The white population of England and Wales has shrunk in the last decade. According to the Office for National Statistics - UK's largest independent producer of official statistics, 81.7 per cent of residents in England and Wales identified their ethnic group as white on Tuesday, the day of the 2021 census, which is down from 86.0 per cent a decade earlier, reported The Independent.


"Asian, Asian British or Asian Welsh" emerged as the second most common ethnic group at 9.3 per cent, up from 7.5 per cent in 2011.


"Today’s data highlights the increasingly multi-cultural society we live in," Jon Wroth-Smith, Census Deputy Director was quoted as saying by The Independent after the release of the data.
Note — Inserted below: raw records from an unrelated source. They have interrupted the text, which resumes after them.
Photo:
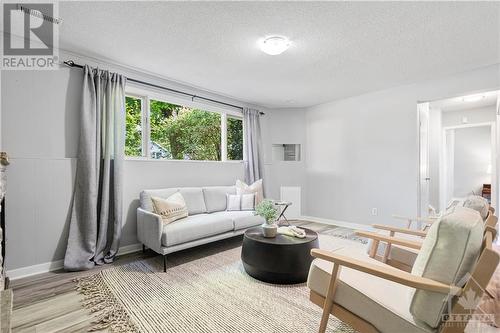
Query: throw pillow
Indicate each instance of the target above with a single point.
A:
(248, 201)
(171, 209)
(256, 187)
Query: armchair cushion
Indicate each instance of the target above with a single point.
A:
(448, 253)
(215, 197)
(378, 301)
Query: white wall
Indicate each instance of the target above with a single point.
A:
(437, 120)
(362, 151)
(474, 116)
(471, 159)
(39, 130)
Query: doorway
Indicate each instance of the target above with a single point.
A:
(457, 151)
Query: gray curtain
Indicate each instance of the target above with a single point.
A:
(96, 214)
(252, 153)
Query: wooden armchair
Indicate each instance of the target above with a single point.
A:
(374, 297)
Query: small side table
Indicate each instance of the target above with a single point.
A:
(284, 206)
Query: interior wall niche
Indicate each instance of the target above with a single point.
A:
(286, 152)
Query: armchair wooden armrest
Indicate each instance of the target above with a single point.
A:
(400, 230)
(390, 240)
(410, 220)
(387, 273)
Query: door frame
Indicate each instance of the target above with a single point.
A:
(443, 152)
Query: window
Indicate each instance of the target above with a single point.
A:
(180, 132)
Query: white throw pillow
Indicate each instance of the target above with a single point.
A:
(448, 253)
(256, 187)
(233, 202)
(240, 202)
(171, 209)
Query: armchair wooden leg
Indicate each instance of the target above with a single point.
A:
(373, 249)
(327, 307)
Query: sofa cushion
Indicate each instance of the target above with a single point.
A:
(194, 199)
(195, 227)
(145, 197)
(242, 219)
(448, 253)
(401, 254)
(367, 296)
(233, 202)
(215, 197)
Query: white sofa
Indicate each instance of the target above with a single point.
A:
(208, 219)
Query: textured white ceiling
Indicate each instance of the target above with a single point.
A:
(340, 48)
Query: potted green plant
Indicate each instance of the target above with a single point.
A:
(268, 211)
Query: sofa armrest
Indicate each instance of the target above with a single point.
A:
(149, 229)
(400, 230)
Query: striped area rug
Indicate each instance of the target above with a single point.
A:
(209, 294)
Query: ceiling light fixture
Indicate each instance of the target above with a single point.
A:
(473, 98)
(274, 45)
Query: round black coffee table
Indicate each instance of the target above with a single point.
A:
(280, 260)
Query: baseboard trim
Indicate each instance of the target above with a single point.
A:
(19, 273)
(338, 223)
(23, 272)
(130, 249)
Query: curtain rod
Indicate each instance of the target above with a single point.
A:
(71, 63)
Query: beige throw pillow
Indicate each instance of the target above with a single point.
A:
(171, 209)
(256, 187)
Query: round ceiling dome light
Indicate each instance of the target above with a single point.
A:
(275, 45)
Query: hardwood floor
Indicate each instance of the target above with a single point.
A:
(49, 303)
It is also for the first time in a census of England and Wales that less than half of the population, 46.2 per cent, have described themselves as "Christian". This is a 13.1 percentage point decrease from 2011.
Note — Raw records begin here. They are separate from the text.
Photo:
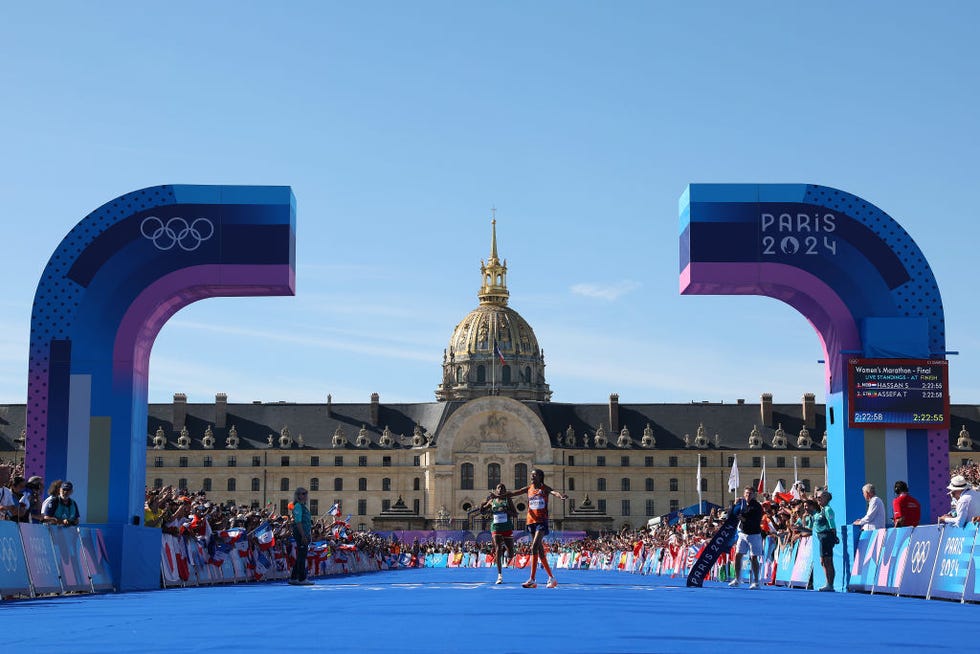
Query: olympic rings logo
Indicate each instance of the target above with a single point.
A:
(7, 554)
(176, 231)
(920, 554)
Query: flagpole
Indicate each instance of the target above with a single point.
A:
(700, 505)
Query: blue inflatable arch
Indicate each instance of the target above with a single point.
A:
(863, 284)
(108, 289)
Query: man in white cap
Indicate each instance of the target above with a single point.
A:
(875, 517)
(967, 502)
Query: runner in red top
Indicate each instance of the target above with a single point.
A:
(537, 523)
(906, 508)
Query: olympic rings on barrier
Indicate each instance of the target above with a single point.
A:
(7, 554)
(920, 554)
(176, 231)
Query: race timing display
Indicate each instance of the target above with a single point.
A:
(899, 393)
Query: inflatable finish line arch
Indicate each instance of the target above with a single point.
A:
(106, 292)
(868, 291)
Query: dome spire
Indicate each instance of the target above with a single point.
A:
(494, 273)
(493, 235)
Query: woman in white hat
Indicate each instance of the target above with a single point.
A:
(967, 502)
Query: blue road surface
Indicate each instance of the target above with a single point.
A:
(462, 610)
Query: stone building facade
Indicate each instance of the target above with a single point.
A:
(431, 464)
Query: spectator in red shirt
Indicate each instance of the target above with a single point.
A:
(906, 508)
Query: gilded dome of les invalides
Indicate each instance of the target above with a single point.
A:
(471, 368)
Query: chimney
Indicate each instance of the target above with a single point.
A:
(810, 410)
(614, 413)
(765, 410)
(220, 410)
(180, 410)
(374, 408)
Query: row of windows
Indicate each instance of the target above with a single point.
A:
(481, 374)
(673, 461)
(314, 485)
(493, 476)
(232, 461)
(362, 461)
(520, 479)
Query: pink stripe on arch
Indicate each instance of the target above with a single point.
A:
(811, 296)
(159, 301)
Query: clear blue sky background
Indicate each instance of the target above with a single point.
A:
(399, 124)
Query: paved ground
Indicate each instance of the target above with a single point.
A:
(461, 610)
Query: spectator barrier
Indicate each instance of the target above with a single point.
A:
(232, 556)
(38, 559)
(930, 561)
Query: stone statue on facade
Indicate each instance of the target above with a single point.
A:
(803, 441)
(184, 440)
(648, 441)
(159, 439)
(964, 442)
(231, 441)
(779, 438)
(362, 438)
(208, 440)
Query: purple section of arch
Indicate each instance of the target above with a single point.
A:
(165, 297)
(806, 293)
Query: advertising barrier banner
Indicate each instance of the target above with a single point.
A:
(95, 560)
(864, 567)
(67, 549)
(14, 579)
(41, 563)
(892, 560)
(784, 564)
(971, 591)
(920, 560)
(953, 563)
(803, 565)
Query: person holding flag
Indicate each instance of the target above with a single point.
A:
(302, 533)
(502, 511)
(537, 522)
(749, 513)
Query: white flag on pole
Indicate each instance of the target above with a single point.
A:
(796, 481)
(733, 476)
(699, 483)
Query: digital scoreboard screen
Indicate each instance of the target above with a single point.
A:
(899, 393)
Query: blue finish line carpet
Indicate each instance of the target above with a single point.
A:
(462, 610)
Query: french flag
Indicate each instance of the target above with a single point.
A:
(231, 536)
(264, 536)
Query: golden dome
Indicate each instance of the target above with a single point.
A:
(493, 350)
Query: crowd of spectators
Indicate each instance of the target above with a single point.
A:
(178, 512)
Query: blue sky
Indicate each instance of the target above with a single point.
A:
(399, 124)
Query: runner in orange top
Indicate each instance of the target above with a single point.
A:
(537, 523)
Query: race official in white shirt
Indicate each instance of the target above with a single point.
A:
(967, 502)
(875, 517)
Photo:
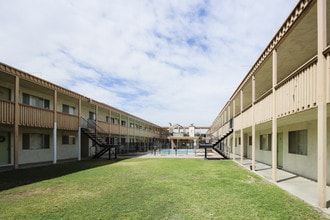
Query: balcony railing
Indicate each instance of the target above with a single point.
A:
(7, 112)
(67, 122)
(298, 91)
(36, 117)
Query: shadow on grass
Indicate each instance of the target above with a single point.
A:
(19, 177)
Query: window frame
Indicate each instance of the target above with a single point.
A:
(295, 143)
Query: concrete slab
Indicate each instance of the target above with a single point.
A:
(301, 187)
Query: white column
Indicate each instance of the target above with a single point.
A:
(253, 126)
(55, 143)
(55, 127)
(233, 144)
(321, 104)
(79, 130)
(16, 126)
(274, 120)
(242, 134)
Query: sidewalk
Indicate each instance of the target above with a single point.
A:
(298, 186)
While the number of people following Islam has increased from 4.9 per cent to 6.5 per cent, the number of Hindu residents have also multiplied and is now 1.7 per cent compared to 1.5 per cent in the last census.


Interestingly, 37.2% of people – 22.2 million – declared they had "no religion", which was the second most common response. The increase in the proportion of people reporting no religion has risen by 12.0 percentage points in the last decade, according to the census.


“We have left behind the era when many people almost automatically identified as Christian but other surveys consistently show how the same people still seek spiritual truth and wisdom and a set of values to live by,” responded the archbishop of York, Stephen Cottrell after the release of the census, reported The Independent.


London remains England's most religiously diverse region, with 25.3 per cent people reporting a religion other than Christianity. While South-west England is the least religiously diverse with only 3.2 per cent selecting a religion other than Christianity.


According to the census, Leicester and Birmingham have become the first UK cities to have "minority majorities," reported The Guardian.